Hayut was no stranger to the authorities. He had already spent two years in a Finnish prison for fraud before meeting Fjellhoy.

“One of the things he took advantage of was that he didn’t spend a lot of time in any country,” former federal prosecutor Fred Davis said.

“I don’t know if the UK, Norway, Sweden, [the Netherlands]None of these countries really pay enough attention to men. It’s a classic cross-border crime and it’s very common.

Hayut was eventually arrested in 2019, convicted of fraud unrelated to Fjellhoy and only spent five months behind bars. The 31-year-old now lives as freely and, according to his Instagram page, as lavishly as before.

Following the success of the documentary, he is now working with a talent agency based in Los Angeles.

For Filhoy, the renewed interest was overwhelming. Some critics and other accusers called them “gold diggers”.

“We heard it before, in 2019,” she said. “It’s a blame and shame game for the victims here, and we laugh about it. We are the worst “gold diggers” in the world.

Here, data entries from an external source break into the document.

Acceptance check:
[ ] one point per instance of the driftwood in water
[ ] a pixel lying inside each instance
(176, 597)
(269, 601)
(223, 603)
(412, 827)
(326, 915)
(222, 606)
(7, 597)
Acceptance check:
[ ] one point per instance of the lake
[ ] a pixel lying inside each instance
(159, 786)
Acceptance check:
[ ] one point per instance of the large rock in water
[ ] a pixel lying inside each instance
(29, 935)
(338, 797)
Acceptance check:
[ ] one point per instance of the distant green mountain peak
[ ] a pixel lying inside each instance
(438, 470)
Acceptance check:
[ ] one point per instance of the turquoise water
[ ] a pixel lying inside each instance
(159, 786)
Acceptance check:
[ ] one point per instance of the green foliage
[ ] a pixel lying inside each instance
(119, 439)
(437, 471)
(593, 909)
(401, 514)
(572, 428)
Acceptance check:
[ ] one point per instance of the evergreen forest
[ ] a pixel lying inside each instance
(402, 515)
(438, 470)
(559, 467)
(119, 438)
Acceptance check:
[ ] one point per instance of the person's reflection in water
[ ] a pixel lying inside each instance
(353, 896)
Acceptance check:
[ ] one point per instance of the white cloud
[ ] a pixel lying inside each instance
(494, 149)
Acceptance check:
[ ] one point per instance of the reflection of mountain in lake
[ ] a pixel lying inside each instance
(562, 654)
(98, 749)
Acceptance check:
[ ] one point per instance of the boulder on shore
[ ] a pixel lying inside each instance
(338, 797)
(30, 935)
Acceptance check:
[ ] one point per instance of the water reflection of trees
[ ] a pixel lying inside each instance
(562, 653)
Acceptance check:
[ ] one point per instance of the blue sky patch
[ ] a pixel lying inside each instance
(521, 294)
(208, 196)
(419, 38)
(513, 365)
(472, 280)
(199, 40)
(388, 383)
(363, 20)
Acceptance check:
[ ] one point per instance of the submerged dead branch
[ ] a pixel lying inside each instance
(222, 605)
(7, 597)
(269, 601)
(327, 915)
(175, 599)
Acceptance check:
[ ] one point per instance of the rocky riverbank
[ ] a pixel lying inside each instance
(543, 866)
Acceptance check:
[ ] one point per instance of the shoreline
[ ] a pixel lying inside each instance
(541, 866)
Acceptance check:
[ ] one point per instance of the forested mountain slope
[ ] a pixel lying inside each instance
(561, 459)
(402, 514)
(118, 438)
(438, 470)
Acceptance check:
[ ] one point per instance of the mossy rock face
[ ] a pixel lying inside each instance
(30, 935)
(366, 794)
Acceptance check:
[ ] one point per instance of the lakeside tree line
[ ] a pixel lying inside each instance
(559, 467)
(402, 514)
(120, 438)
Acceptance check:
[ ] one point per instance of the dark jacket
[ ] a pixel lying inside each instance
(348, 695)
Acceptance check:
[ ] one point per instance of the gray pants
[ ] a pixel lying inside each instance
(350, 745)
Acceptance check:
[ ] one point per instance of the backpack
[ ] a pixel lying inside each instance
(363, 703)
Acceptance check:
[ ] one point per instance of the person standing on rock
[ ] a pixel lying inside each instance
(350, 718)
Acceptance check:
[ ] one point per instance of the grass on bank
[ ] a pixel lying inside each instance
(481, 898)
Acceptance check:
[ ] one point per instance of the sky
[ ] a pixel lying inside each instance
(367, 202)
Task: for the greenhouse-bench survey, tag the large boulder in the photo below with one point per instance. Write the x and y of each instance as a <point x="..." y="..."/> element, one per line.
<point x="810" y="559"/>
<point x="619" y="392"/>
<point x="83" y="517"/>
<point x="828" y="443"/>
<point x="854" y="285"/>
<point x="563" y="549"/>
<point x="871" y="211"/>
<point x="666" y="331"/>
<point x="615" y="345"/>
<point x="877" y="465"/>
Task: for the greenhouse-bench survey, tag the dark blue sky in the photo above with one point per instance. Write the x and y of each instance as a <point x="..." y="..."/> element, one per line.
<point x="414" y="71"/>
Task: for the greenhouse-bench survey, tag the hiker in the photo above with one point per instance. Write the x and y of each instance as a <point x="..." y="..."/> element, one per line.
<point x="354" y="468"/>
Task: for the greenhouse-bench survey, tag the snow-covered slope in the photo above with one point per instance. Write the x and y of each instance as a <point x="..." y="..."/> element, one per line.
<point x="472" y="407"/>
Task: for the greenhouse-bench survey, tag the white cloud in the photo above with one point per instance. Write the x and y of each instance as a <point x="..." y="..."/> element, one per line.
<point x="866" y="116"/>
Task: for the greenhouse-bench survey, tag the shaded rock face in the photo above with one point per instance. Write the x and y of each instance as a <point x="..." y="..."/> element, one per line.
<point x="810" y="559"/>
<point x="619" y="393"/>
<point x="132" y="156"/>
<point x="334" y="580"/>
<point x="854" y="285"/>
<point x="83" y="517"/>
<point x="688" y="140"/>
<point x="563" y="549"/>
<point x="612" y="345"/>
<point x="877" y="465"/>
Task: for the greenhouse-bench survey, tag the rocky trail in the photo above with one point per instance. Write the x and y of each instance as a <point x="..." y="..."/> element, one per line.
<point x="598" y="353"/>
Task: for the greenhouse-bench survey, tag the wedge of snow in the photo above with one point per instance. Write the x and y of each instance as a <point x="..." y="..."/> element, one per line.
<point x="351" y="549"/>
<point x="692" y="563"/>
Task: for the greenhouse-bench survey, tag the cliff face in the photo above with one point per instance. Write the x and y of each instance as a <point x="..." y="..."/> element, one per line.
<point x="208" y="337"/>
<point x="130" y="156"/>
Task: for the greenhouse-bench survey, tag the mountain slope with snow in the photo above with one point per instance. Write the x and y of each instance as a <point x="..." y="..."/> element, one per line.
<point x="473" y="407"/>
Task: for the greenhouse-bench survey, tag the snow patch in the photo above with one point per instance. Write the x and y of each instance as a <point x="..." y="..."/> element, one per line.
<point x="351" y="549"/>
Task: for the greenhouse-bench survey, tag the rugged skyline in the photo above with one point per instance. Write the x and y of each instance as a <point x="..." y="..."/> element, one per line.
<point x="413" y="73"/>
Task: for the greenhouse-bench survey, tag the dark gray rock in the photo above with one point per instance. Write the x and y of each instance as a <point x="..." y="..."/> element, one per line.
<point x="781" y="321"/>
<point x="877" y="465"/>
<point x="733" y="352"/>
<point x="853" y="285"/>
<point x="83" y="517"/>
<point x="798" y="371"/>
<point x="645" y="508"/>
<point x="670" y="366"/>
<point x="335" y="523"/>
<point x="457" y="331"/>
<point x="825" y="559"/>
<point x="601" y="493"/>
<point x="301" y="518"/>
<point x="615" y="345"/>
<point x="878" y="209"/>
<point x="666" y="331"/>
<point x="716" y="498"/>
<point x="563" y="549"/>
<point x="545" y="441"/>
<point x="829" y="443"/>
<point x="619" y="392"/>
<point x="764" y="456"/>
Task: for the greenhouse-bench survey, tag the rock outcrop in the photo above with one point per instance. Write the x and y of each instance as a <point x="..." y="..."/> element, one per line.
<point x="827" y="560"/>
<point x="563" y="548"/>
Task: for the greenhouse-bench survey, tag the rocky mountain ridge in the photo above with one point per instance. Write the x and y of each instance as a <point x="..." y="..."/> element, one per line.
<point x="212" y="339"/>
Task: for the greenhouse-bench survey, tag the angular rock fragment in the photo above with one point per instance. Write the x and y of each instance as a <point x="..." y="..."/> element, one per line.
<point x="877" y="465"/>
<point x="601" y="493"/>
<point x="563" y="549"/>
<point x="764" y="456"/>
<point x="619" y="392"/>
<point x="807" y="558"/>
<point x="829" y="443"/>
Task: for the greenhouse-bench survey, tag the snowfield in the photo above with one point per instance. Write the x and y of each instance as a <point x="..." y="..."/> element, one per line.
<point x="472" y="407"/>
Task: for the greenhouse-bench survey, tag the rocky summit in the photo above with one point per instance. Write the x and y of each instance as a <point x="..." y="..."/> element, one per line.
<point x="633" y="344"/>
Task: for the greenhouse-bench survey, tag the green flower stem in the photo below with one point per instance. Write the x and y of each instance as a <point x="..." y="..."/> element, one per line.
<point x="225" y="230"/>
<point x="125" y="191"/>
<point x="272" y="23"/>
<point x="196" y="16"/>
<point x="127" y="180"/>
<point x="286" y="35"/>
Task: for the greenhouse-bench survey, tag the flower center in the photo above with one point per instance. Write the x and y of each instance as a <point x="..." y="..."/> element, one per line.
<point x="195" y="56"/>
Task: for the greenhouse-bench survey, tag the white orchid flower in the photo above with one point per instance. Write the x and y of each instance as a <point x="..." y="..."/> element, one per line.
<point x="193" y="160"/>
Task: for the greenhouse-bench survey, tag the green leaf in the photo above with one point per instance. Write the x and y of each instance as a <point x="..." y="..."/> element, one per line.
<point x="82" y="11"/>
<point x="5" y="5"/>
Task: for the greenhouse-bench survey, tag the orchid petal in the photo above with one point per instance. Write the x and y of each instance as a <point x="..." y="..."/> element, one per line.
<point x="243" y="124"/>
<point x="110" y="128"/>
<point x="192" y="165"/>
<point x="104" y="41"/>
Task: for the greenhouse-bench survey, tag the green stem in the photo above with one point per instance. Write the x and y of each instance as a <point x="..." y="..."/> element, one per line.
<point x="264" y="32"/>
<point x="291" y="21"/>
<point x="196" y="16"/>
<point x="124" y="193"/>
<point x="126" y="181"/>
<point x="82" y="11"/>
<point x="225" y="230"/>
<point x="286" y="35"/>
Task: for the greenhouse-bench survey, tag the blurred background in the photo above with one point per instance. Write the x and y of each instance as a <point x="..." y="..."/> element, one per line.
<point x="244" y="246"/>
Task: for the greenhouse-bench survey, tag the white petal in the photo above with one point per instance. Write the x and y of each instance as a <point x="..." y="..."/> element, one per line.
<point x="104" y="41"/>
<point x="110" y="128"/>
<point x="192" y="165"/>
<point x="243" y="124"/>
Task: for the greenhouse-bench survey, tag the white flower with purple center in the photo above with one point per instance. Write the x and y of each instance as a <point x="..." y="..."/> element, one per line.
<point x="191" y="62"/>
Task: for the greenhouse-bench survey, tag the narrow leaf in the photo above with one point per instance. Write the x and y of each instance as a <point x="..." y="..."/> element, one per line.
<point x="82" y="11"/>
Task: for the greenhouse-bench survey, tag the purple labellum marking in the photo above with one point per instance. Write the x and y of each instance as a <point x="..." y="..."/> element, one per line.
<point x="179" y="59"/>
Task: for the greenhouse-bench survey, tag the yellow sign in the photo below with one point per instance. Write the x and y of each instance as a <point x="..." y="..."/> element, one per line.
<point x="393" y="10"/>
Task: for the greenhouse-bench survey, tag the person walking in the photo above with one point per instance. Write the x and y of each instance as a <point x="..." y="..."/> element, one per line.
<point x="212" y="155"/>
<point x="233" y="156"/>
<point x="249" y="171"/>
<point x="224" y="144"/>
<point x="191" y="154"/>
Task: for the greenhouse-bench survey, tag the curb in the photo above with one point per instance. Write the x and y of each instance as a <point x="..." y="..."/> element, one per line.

I think if Simon Leviev had been around the right prospectors and asked for help, they never would have helped him.

Hayott denied the allegations in an upcoming interview with “Inside Edition,” which airs Monday night.

“They basically took everything, manipulated and added elements to make it a very one-sided story,” Hayut said. “Basically just to destroy my name and destroy everything. Just to make me look like such a freak.

Fjellhoy said she was scammed out of more than $200,000, plus interest, and was now nearly $300,000 in debt. Despite everything that’s happened to her, she’s not giving up on dating apps.

“I’m still on Tinder because I don’t blame Tinder for it,” she said. “I think Tinder was one of the ways he knew he could manipulate and use his skills in that way.”

Fjellhoy said she couldn’t give up on love either.

“I’m a very loving person and I love people and I just want him and I didn’t want him to take that away from me,” she said.

Tinder told CBS News that he banned Hayut from the dating app in 2019 after learning about his alleged scam.